Loss-of-function mutations in GRR1 inhibit the endoproteolytic processing of Stp1p. (A) Immunoblot analysis of whole-cell extracts from a wild-type (WT) strain (CAY241) and AzC-resistant LacZ-negative mutant strains (Fig. 3) transformed with pCA171 (STP1-HA). Cells were grown in SD medium supplemented with adenine and uracil. Leucine (leu) was added 30 min prior to harvest. (B) Immunoblot analysis of whole-cell extracts from a WT strain (CAY29), an ssy1Δ strain (CAY91), and a grr1Δ strain (CAY86) transformed with pCA047 (STP1-HA). Cells were grown in SD medium. Leucine (leu) was added 30 min prior to harvest.

FIG. 5.

Epistasis analysis of grr1Δ and SPS-sensing pathway mutations. (A) Immunoblot analysis of whole-cell extracts from a wild-type (WT) strain (PLY126) and a grr1Δ strain (CAY103) cotransformed with pCA122 (STP1-HA) and either pHK010 (SSY1) or pSSY1-102 (SSY1-102). Cells were grown in SD medium, and leucine (leu) was added 30 min prior to harvest. (B) Tenfold dilution series of cell suspensions of WT (CAY29), ssy1Δ (CAY91), grr1Δ (CAY86), asi1Δ (CAY144), ssy1Δ asi1Δ (CAY206), and grr1Δ asi1Δ (CAY109) strains carrying plasmid pRS316 and STP1Δ131 (CAY29), ssy1Δ STP1Δ131 (CAY91), and grr1Δ STP1Δ131 (CAY86) strains carrying plasmid pCA027 were spotted on plates containing SD medium (top) and SD medium supplemented with AzC (bottom). The plates were incubated at 30°C.

FIG. 6.

The N-terminal regulatory domain of Stp1p is transferable and confers full SPS sensor control of an artificial transcription factor. (A) Immunoblot analysis of protein extracts from wild-type (WT) (PLY126), ssy1Δ (HKY20), ptr3Δ (HKY31), ssy5Δ (HKY77), grr1Δ (CAY103), and asi1Δ (CAY107) strains transformed with pCA161 [Stp1_(1-125)-LexA-AD] and grown in SD medium with or without leucine (leu). Extracts were resolved by SDS-PAGE and immunoblotted with anti-LexA antibodies. (B) Strains from panel A carrying pSH18-34 (Op_lexA-lacZ) and either pCA160 (vector) or pCA161 [Stp1_(1-125)-LexA-AD] were grown in SD medium with or without leucine (leu). The levels of X-Gal staining resulting from the expression of lexA operator-promoted β-galactosidase in permeabilized cells were assessed.

FIG. 7.

Model of the amino acid-induced SPS-sensing pathway. The latent nature of Stp1p/Stp2p is determined by conserved sequence motifs region I (red) and region II (green) present in their N-terminal domains (orange).
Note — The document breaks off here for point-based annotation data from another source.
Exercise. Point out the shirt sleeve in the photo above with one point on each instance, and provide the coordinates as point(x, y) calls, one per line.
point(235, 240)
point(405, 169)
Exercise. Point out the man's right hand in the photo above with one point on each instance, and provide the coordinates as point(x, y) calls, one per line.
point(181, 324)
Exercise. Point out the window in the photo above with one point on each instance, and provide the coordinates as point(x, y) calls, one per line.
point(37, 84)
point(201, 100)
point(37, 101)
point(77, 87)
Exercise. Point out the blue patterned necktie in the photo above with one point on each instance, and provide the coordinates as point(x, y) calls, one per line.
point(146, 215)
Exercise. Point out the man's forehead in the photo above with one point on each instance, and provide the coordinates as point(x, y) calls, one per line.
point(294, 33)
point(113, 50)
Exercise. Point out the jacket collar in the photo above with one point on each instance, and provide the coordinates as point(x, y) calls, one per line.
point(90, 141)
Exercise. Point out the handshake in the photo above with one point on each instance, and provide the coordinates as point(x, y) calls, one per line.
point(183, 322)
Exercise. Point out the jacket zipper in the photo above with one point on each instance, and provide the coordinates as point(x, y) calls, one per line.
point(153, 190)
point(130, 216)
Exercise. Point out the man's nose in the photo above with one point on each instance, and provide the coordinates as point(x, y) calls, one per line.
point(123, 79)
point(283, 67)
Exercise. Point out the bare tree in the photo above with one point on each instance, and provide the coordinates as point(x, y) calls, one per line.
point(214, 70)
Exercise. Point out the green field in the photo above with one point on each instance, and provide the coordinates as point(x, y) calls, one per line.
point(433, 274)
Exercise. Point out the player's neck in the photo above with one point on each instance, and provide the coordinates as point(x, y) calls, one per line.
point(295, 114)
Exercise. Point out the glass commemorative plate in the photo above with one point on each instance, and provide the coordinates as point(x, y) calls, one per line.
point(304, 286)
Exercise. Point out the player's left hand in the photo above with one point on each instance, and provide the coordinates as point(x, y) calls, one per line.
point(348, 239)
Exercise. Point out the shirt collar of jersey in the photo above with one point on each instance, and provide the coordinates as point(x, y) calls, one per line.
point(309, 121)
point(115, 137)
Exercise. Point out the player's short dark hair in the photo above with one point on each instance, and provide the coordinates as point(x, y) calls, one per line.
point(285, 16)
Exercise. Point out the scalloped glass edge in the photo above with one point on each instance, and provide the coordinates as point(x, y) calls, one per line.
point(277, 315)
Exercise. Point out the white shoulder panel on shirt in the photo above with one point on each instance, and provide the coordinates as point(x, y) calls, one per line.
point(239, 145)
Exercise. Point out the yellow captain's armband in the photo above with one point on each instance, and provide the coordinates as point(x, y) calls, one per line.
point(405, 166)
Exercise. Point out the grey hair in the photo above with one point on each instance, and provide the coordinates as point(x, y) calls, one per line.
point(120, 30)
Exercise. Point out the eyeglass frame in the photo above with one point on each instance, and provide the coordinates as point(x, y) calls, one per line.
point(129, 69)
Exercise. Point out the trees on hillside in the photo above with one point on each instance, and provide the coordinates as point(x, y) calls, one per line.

Region I appears to function as a cytoplasmic retention signal (anchor) that prevents the unprocessed full-length forms from efficiently entering the nucleus. Region II is required for amino acid-induced endoproteolytic processing (scissor). In the absence of Asi1p, full-length Stp1p/Stp2p can enter the nucleus at rates sufficient to partially derepress amino acid permease (AAP) gene expression. Extracellular amino acids induce the proteolytic processing of Stp1p/Stp2p in an SPS sensor- and Grr1p-dependent manner. The precise function of Grr1p remains to be defined (?); Grr1p either functions concomitantly with the previously characterized SPS sensor components (Ssy1p-Ptr3p-Ssy5p) or is required for SPS sensor assembly. The processed shorter forms of Stp1p and Stp2p containing DNA-binding domains (white boxes) accumulate in the nucleus, where they bind UAS present within the promoters of amino acid permease genes (UAS_aa). PM, plasma membrane; NM, nuclear membrane.